The property sector has been in the doldrums for the past few years, and while many analysts have been expecting a pick-up soon, that pick-up keeps getting pushed back. The latest figures from the Urban Redevelopment Authority show that the vacancy rate of private residential properties at the end of September was 8.5 percent, after the stock of empty private properties had risen 4 percent from three months earlier.
However, with the US dollar weakening of late, capital flow into Singapore has caused interest rates to fall, with ten-year treasury bonds falling below 3 percent. This may conceivably boost property and the rest of the domestic sector in Singapore, although economists still forecast a rise in interest rates in 2005.
Apart from this, things currently do not look good for the Singapore economy. The next question then is: How vulnerable is the Singapore stock market to a correction as a result of the economic slowdown?
To answer this question, let us look at valuation. The Singapore stock market as a whole is currently trading at a price-earnings ratio of about 14. While low compared to its historical trading range, it does not necessarily mean that the market is cheap. The economy's long-term secular growth rate has slowed down markedly from historical rates, so lower valuations are to be expected. Furthermore, the on-going slowdown means that earnings growth is likely to moderate substantially next year.
Indeed, a price-earnings ratio of 14 is actually close to the historical average for the US stock market, which means that the Singapore stock market may already be fully valued.
There is, of course, still a possibility that the stock market will continue higher. Markets seldom trade at average or fair value, and often overshoot the latter on the way to a peak.
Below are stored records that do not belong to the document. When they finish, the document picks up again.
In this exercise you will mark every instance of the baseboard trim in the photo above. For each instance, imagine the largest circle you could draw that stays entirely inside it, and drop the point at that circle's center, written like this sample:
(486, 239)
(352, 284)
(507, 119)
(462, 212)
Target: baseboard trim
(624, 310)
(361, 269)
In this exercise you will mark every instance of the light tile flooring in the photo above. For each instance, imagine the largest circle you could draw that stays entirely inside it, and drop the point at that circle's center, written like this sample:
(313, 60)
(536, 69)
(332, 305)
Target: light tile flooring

I had pointed out in July last year (see article) -- when the current cyclical bull run was still in its infancy, with the Straits Times Index (STI) at 1,544.84 -- that at the start of the last bear market in early 2000, the STI had found support at around the 2,000 level. I thought then that this provided a technical basis for the bull market to end with the STI between 1,800 and 2,000. The STI closed on Friday at 2,057.98, slightly above the top end of my forecast.
So the stars seem aligned. Are they pointing to the start of a bear market?